To test the robustness of Sparse Graphical Memory to errors in learned distance

metrics, we thinned the walls in the PointEnv mazes of [3]. While PointEnv is a

simple environment with $(x, y)$ coordinate observations, thinning the walls is

a major challenge for parametric distance functions; any error in the learned

distance function will cause faulty edges across the walls that destroy the

feasibility of plans. For this reason, simply thinning the maze walls is enough

to break the previous state-of-the-art [3] resulting in a 0% success rate.

How does Sparse Graphical Memory fare? With many fewer edges, it becomes

tractable to perform self-supervised cleanup: the agent can step through the

environment to detect and remove faulty edges from its graph. The below figure

illustrates the results of this process. While the dense graph shown in red has

many faulty edges, sparsity and self-supervised cleanup, shown in green,

overcome errors in the learned distance metric, leading to a 100% success rate.

We see a similar trend in experiments with visual input. In both ViZDoom [4]

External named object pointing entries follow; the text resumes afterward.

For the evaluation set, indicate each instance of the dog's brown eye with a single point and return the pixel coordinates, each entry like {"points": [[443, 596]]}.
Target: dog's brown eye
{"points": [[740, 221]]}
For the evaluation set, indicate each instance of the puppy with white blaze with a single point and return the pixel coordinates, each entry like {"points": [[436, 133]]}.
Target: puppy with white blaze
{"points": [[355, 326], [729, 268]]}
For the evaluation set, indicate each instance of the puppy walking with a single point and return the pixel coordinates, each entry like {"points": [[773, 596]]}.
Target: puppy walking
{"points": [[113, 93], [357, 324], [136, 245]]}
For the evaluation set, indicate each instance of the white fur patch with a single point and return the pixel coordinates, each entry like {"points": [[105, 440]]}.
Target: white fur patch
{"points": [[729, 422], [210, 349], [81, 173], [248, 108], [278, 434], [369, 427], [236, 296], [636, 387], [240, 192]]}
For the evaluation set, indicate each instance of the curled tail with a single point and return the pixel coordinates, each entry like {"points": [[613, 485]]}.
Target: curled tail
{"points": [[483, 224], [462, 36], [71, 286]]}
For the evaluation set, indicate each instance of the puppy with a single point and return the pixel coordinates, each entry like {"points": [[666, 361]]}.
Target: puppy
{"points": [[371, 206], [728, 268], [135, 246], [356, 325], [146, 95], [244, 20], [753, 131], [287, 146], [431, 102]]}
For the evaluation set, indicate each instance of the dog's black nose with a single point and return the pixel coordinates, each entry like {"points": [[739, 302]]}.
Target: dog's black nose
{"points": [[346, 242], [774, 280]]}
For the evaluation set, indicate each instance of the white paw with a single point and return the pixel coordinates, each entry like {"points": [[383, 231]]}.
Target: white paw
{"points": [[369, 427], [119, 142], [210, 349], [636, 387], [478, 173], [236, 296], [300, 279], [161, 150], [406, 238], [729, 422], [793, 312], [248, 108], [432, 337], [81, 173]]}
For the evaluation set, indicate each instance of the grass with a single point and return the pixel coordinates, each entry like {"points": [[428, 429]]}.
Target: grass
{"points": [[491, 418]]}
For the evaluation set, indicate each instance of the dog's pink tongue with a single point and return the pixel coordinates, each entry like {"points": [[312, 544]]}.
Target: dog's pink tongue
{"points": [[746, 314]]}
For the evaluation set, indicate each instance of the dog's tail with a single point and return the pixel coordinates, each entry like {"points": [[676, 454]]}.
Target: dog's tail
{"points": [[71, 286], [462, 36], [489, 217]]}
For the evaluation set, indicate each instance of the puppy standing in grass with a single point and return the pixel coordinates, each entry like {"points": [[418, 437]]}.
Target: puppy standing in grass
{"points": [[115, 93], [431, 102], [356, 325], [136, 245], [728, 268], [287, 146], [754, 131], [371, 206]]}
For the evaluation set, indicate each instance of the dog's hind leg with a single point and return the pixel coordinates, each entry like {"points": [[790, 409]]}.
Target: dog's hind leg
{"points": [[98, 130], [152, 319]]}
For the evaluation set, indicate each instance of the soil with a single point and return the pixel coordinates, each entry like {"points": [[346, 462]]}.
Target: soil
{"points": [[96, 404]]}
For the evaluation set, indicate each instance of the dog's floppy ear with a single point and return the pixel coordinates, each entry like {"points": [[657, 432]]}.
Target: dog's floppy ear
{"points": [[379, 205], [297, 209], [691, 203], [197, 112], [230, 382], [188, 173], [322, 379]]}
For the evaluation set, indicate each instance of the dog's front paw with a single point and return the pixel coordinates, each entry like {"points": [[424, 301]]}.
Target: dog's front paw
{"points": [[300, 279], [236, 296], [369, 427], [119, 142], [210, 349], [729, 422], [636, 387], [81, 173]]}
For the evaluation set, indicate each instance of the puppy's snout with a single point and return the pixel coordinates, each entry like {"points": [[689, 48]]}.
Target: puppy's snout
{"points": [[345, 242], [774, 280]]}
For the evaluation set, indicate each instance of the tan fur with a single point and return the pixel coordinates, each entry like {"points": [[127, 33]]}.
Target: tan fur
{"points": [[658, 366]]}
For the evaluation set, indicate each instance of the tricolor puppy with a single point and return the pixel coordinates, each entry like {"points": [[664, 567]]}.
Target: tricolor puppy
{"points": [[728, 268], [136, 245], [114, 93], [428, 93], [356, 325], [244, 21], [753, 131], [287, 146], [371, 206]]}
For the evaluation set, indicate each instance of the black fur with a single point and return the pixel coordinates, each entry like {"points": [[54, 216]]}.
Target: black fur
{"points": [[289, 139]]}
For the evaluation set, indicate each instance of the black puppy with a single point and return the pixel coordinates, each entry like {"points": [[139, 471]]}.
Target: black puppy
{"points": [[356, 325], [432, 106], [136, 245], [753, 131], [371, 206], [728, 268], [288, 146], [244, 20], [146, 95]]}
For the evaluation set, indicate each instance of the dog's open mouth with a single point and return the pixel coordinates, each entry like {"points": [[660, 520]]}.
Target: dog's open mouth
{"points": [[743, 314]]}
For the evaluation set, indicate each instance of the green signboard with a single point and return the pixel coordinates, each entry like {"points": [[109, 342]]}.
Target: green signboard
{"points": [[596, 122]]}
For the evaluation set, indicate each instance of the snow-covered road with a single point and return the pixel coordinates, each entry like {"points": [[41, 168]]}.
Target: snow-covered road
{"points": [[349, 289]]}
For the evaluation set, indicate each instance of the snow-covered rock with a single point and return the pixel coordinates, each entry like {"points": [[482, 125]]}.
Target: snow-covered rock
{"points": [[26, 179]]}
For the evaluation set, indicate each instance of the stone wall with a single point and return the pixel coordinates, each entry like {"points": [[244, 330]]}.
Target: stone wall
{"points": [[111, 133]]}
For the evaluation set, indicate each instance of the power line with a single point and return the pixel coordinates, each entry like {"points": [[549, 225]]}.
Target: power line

and SafetyGym [5] – maze navigation tasks that require planning from raw

images – Sparse Graphical Memory consistently improves the success of baseline

methods including SoRB [3] and SPTM [2].

In addition to containing fewer errors, Sparse Graphical Memory also results in

more optimal plans. On a ViZDoom maze navigation task [4], we find that SGM

requires significantly less steps to reach the final goal across easy, medium,

and hard maze tasks, meaning that the agent follows a shorter path to the final

destination.

Overall, we found that state aggregation with two-way consistency resulted in

substantially more robust plans over the prior state-of-the-art. While

promising, many open questions and challenges remain for combining classical

planning with learning-based control. Some of the questions we’re thinking

about are – how can we extend these methods beyond navigation to manipulation

domains? As the world is not static, how should we build graphs over changing

environments? How can two-way consistency be utilized beyond the scope of

graphical-based planning methods? We are excited about these future directions

and hope our theoretical and experimental findings prove useful to other

researchers investigating control over extended time horizons.

**References**

- Emmons*, Jain*, Laskin* et al. Sparse Graphical Memory for Robust Planning. NeurIPS 2020.
- Savinov et al. Semi-parametric Topological Memory for Navigation. ICLR 2019.
- Eysenbach et al. Search on the Replay Buffer: Bridging Planning and Reinforcement Learning. NeurIPS 2020.
- Wydmuch et al. ViZDoom Competitions: Playing Doom from Pixels. IEEE Transactions on Games, 2018.
- Ray et al. Benchmarking Safe Exploration in Deep Reinforcement Learning. Preprint, 2019.